Upon its launch, the Internet did what it does best: destroyed the innocence of Tay. Users on Twitter sent Tay racist and misogynistic comments that helped Tay become a prejudiced bot that repeated these sentiments.

Microsoft has since issued a statement apologizing for the bot’s behavior.

“We are deeply sorry for the unintended offensive and hurtful tweets from Tay, which do not represent who we are or what we stand for, nor how we designed Tay,” wrote Peter Lee, the Corporate Vice President at Microsoft. “Tay is now offline and we’ll look to bring Tay back only when we are confident we can better anticipate malicious intent that conflicts with our principles and values.”

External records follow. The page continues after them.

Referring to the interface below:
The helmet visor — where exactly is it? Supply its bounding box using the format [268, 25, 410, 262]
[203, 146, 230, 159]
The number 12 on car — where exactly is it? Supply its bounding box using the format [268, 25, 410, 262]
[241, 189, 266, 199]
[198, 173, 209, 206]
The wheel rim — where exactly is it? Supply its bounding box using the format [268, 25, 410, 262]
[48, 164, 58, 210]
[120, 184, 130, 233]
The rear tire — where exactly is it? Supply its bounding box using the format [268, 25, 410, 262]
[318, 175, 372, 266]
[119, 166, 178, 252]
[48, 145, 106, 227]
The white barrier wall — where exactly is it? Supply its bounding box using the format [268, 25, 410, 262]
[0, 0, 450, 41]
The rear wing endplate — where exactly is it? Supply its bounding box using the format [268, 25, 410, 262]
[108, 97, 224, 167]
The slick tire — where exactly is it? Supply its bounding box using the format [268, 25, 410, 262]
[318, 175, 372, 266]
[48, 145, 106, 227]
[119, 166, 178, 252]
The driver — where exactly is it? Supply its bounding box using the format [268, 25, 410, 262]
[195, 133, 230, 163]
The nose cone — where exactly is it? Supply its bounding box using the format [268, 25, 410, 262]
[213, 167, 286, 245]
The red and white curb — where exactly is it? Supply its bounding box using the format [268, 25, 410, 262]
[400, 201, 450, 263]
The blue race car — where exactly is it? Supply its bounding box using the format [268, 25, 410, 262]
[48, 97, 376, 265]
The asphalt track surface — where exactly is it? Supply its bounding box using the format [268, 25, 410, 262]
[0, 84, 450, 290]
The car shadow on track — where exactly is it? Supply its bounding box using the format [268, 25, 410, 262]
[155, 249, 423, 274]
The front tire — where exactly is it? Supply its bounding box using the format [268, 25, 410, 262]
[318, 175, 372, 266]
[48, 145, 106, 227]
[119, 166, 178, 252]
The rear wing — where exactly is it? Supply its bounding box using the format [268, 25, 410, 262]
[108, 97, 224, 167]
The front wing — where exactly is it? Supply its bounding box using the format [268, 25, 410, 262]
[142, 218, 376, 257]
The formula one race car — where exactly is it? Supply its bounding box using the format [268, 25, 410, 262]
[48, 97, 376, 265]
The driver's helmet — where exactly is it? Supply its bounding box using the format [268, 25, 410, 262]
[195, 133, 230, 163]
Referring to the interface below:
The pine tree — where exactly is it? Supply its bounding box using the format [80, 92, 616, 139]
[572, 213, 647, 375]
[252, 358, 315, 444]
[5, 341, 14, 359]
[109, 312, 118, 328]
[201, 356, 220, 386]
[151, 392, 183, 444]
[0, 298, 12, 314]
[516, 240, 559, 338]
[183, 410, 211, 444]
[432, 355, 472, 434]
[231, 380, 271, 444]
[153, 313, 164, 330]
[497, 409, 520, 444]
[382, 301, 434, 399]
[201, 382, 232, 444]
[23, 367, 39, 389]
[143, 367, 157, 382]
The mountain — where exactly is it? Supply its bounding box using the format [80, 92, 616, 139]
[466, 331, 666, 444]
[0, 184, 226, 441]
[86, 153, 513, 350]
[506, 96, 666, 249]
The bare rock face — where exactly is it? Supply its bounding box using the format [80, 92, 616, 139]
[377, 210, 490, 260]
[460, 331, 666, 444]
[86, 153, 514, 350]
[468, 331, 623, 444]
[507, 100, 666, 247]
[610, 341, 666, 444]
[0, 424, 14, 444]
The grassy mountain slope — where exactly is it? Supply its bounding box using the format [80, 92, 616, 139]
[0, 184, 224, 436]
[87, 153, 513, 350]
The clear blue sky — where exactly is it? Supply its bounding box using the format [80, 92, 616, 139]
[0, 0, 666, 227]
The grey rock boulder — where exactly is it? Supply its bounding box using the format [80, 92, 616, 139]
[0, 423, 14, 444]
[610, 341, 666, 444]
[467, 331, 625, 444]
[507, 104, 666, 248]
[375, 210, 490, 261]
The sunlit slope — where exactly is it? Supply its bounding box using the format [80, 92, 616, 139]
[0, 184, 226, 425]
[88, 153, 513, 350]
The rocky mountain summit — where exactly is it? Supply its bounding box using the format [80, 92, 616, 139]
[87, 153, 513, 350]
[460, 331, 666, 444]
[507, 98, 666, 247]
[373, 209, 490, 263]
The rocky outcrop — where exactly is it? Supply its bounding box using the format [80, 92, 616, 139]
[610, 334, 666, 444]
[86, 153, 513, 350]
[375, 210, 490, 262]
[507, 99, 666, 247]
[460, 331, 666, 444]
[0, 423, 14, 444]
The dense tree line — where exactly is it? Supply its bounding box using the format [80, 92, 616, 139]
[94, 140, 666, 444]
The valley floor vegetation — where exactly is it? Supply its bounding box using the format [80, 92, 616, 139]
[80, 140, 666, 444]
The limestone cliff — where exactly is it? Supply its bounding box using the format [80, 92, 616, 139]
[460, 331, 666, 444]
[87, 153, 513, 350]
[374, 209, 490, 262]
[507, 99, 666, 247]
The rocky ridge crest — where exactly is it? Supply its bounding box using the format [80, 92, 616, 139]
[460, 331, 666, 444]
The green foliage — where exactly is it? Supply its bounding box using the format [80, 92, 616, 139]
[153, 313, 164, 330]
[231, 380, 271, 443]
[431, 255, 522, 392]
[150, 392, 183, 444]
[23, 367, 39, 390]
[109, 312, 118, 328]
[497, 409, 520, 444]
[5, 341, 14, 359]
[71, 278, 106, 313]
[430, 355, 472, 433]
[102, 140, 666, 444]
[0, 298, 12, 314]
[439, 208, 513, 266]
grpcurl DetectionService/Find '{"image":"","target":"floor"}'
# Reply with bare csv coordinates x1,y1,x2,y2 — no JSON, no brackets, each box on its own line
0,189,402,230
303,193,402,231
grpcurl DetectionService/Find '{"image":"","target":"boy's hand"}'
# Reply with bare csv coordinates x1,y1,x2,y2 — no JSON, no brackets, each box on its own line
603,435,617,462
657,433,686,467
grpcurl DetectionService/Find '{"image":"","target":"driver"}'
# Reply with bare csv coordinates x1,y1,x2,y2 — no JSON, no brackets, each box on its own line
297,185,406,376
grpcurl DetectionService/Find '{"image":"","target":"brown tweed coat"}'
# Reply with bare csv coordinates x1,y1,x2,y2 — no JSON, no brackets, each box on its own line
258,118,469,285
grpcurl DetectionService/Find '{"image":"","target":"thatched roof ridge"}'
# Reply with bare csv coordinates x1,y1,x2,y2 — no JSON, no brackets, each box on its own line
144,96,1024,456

Microsoft is currently running a similar chatbot in China called Xiaolce, which has not faced a similar outcome, despite being used by 40 million people.

“In China, our Xiaolce chatbot is being used by some 40 million people, delighting with its stories and conversations,” said Lee. “The great experience with XiaoIce led us to wonder: Would an AI like this be just as captivating in a radically different cultural environment? Tay – a chatbot created for 18- to 24- year-olds in the U.S. for entertainment purposes – is our first attempt to answer this question.”